RE: Flaperons/Spoilerons
I think there is a bit of mis-information on this thread at this point. TD, F3J and F3B sailplanes do use spoilerons for landing but use them in conjunction with inboard flaps that are deployed 80-85 degrees. This is refered to as ' Crow ". When the sailplane is in this mode it is pretty much locked in and it takes almost an act of God to disturb the wings attitude. The ailerons having about 10 degrees of up deflection are still quite effective. Normal operation of this landing mode is to use it to slow the sailplane, control rate of desent and speed. As one nears the landing target you would either drive the nose into the target or bring the wing to nuetral and the sailplane will drop to the ground. Obviously when using either option the sailplane is a foot or less off the ground. It does require lots of practice and timing to get it right.
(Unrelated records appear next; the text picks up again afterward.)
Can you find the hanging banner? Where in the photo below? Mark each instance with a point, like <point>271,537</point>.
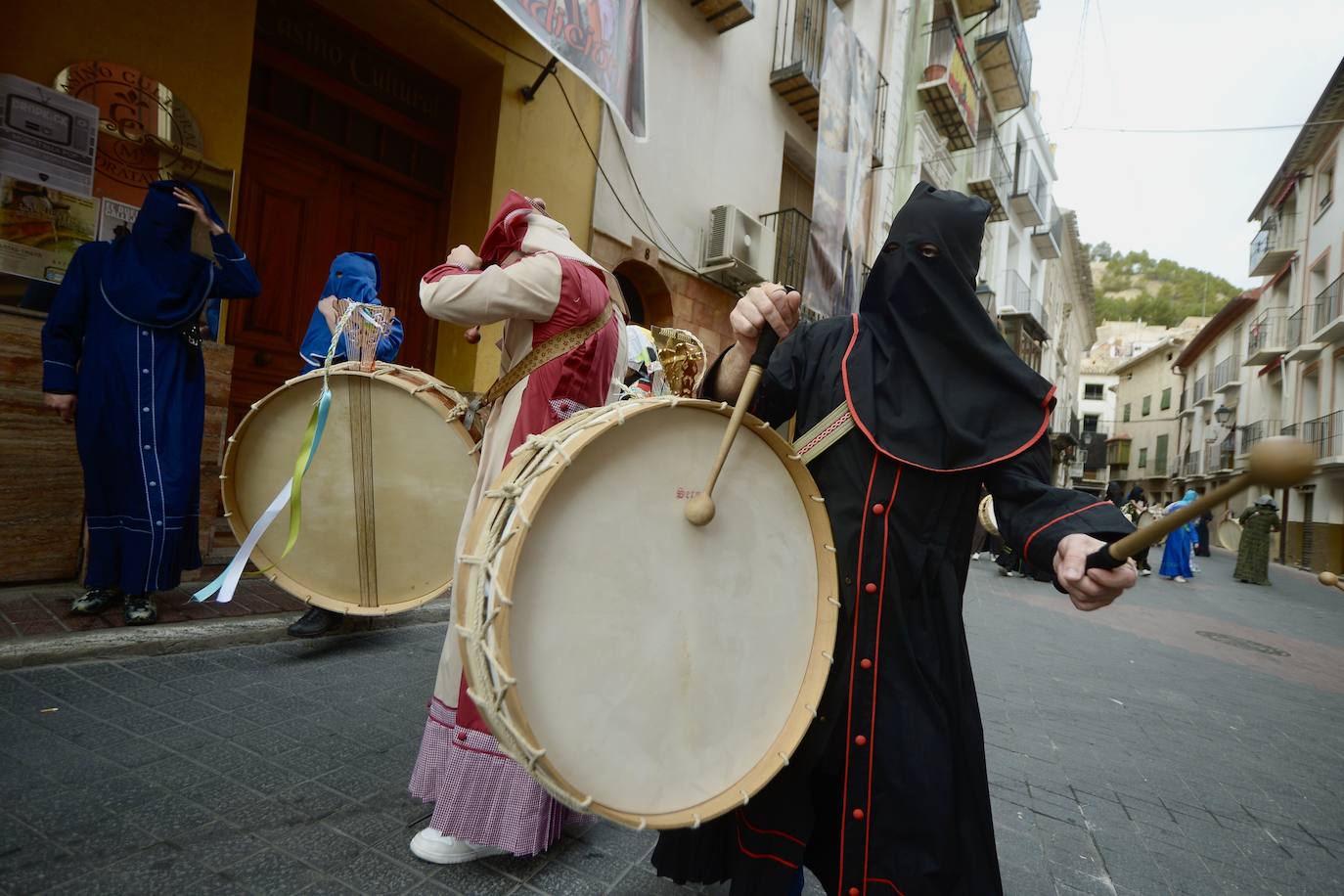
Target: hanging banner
<point>844,160</point>
<point>600,40</point>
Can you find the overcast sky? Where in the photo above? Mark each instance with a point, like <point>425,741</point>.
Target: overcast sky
<point>1178,64</point>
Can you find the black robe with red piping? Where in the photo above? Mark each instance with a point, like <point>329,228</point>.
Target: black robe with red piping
<point>888,791</point>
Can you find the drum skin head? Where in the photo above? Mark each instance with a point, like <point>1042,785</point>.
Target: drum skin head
<point>667,669</point>
<point>381,501</point>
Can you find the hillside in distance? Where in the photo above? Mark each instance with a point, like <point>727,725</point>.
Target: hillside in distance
<point>1136,287</point>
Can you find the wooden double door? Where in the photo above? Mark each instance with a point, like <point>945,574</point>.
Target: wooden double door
<point>297,208</point>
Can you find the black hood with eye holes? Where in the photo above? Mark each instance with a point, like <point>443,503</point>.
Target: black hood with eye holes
<point>927,377</point>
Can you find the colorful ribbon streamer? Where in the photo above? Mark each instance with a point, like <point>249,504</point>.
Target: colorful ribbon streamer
<point>291,493</point>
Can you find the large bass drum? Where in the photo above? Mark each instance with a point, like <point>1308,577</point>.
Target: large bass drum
<point>381,500</point>
<point>642,668</point>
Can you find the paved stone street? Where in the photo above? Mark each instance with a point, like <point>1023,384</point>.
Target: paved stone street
<point>1186,741</point>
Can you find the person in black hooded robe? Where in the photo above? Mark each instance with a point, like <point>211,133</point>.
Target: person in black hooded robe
<point>887,792</point>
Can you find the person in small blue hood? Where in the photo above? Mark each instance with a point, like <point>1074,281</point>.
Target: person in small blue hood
<point>356,277</point>
<point>121,342</point>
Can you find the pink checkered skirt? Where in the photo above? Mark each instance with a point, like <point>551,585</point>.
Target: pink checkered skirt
<point>480,794</point>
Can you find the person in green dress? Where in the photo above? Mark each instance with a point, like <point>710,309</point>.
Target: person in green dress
<point>1257,522</point>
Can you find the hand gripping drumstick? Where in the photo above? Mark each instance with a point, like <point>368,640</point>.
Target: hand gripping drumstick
<point>699,510</point>
<point>1276,463</point>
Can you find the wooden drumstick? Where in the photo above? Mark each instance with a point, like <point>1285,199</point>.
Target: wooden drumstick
<point>699,510</point>
<point>1277,463</point>
<point>1330,579</point>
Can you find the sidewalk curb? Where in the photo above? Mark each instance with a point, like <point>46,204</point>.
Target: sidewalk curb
<point>189,637</point>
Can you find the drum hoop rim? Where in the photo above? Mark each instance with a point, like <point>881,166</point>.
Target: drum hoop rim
<point>408,379</point>
<point>823,640</point>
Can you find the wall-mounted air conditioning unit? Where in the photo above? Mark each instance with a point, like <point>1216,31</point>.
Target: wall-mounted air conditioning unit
<point>737,246</point>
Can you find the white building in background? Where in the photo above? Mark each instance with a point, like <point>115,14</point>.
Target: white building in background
<point>1273,362</point>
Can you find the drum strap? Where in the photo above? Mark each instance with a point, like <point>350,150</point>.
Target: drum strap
<point>824,434</point>
<point>541,355</point>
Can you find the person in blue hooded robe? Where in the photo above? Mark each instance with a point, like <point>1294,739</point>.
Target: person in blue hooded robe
<point>1176,554</point>
<point>356,277</point>
<point>121,357</point>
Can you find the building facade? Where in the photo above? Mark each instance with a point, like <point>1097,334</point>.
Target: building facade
<point>1276,366</point>
<point>322,126</point>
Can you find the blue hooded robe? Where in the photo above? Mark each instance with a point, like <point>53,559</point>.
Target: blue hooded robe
<point>356,277</point>
<point>1179,543</point>
<point>114,337</point>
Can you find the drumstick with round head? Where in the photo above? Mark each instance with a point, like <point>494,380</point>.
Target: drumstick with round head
<point>699,510</point>
<point>1277,463</point>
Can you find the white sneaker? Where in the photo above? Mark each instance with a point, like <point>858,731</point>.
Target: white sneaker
<point>442,849</point>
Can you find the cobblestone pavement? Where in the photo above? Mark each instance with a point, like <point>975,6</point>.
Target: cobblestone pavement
<point>1185,741</point>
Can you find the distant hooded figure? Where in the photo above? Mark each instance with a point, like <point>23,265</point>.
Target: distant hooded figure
<point>1258,520</point>
<point>1176,554</point>
<point>355,277</point>
<point>121,340</point>
<point>888,791</point>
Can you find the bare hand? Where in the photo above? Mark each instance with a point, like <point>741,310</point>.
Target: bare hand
<point>764,304</point>
<point>65,405</point>
<point>1089,589</point>
<point>186,199</point>
<point>466,258</point>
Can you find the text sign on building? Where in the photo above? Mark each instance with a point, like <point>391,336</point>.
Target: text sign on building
<point>600,40</point>
<point>47,137</point>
As for the OP question and his particular aircraft. The ailerons are too far inward to be used as spoilerons. Doing so would make the outer wing panels stall before the inboard wing. Not a good situation with any airplane. They could be used as flaperons but would need to be deflected 45 degrees in order to offer any real speed reduction. Read this as drag. At that point you would use a good amount of aileron authority. The solution to that would be to mix a fair amount rudder to aileron while in this landing mode but i'm not sure your TX has that capability.